Whatever environments jumped on Unicode early, before it was realized that 2 bytes wouldn't be enough, all chose to use UCS-2 for obvious reasons. In particular, that includes Windows and Java.
Probably because they figured they could just ignore endianness issues and that ASCII compatibility would be Somebody Else's Problem.
There were always problems with UCS-2. UTF-8 would have had a number of advantages over it even if Unicode had never grown beyond the BMP (Basic Multilingual Plane, the first and lowest-numbered 16-bit code space).
> ASCII compatibility would be Somebody Else's Problem
for many of those outside "A" in ASCII (euphemism for America :) there were already a ton of problems, so endianness was the least (i personally never hit this problem)

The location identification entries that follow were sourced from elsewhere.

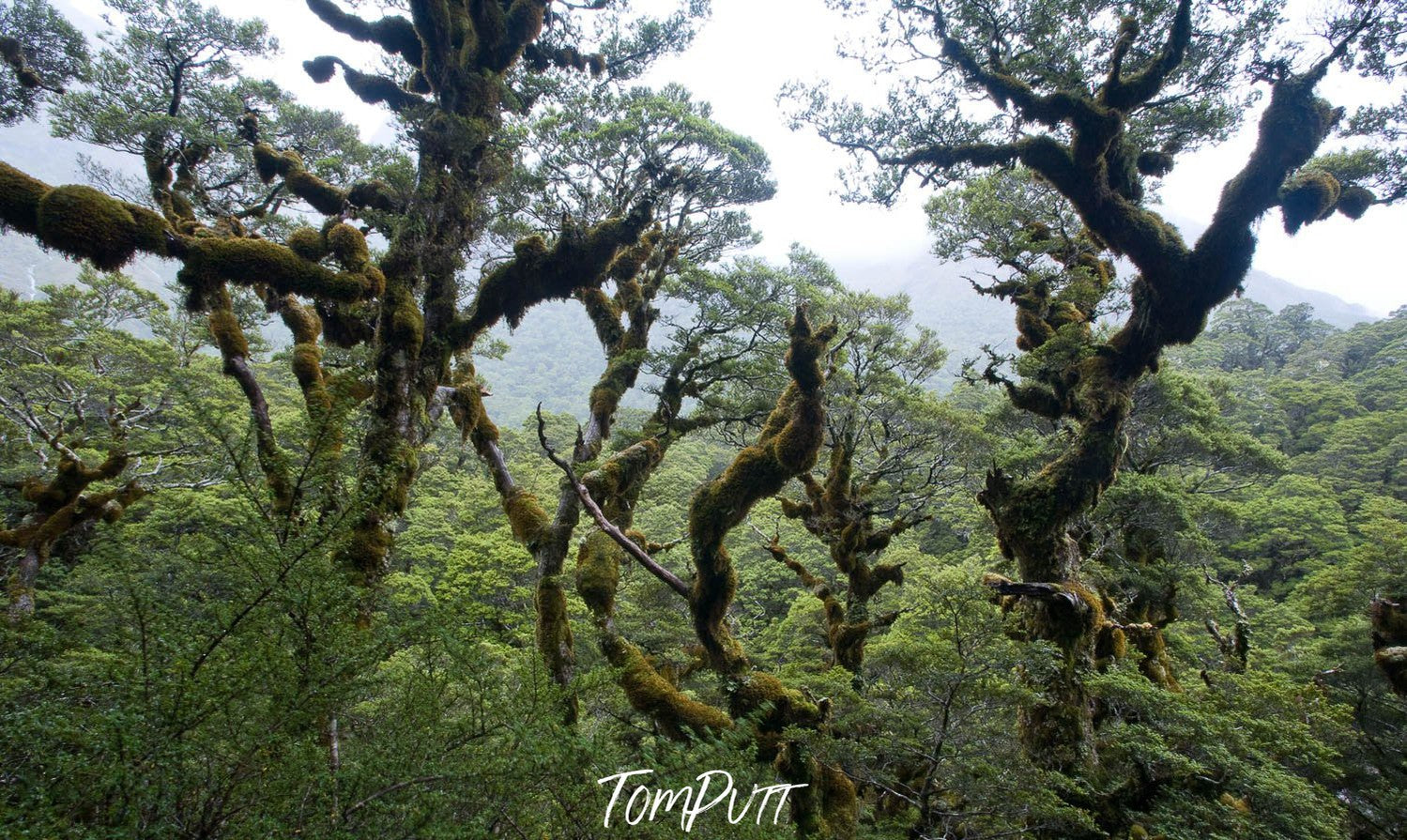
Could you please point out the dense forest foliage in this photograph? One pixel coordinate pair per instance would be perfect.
(1142, 577)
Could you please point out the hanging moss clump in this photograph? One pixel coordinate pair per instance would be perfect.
(677, 713)
(539, 273)
(525, 516)
(1355, 200)
(373, 194)
(1308, 197)
(210, 261)
(598, 573)
(81, 221)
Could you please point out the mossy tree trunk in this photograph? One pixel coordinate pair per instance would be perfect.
(1072, 374)
(839, 515)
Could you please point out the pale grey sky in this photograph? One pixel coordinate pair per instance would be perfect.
(750, 48)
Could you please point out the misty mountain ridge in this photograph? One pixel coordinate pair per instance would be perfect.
(556, 344)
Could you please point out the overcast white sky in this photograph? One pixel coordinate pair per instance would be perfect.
(750, 48)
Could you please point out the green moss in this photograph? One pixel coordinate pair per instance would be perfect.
(536, 273)
(373, 194)
(1308, 197)
(598, 573)
(270, 163)
(84, 222)
(651, 694)
(1355, 200)
(323, 196)
(321, 68)
(228, 334)
(349, 247)
(553, 631)
(20, 197)
(525, 516)
(778, 704)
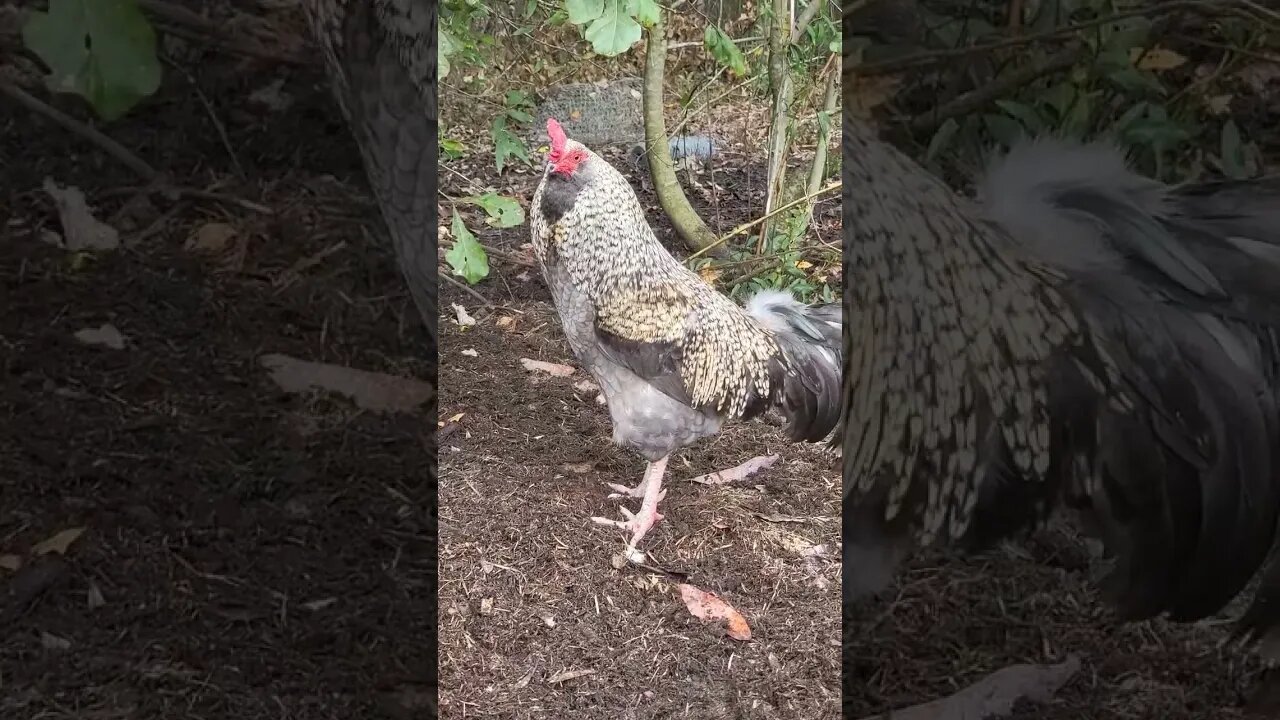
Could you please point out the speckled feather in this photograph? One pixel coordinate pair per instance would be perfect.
(1068, 343)
(640, 320)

// disclaimer: i'm not that serious about predominance of Latin script, this is sorta irony
Depending on the level of abstraction you're living at - and that depends on the overall goal, performance constraints, environmental integration, OS / machine heterogeneity etc. - it may or may not be a problem.
It's easy to dismiss if you have all the time in the world and a deep stack of abstractions.
If you're doing deep packet analysis on UTF-16 text in a router, things may be different.
thanks, my question was right about the issues met by people living in another levels of abstractions.
i'm not a native english speaker and a newb to HN, so sorry that i put my sincere question so that it looked like arrogant statement 'there are no issues, what are you talking about, i even don't know what LE and BE mean'.
> or many of those outside "A" in ASCII (euphemism for America :)
Abbreviation for 'American', in fact. No euphemisms needed.
(ASCII = American Standard Code for Information Interchange)
> there were already a ton of problems, so endianness was the least
I can appreciate this. However, UTF-8 also has desirable properties like 'dropping a single byte only means you lose one character, as opposed to potentially losing the whole file', and 'you can often tell if a multi-byte UTF-8 sequence has been corrupted without doing complex analysis'.
> i'm not that serious about predominance of Latin script, this is sorta irony
Heh. ASCII can't even encode the entirety of the Latin script: Ask a Frenchman how he spells 'café', or a German how he spells 'straße', and notice how important characters are missing from ASCII.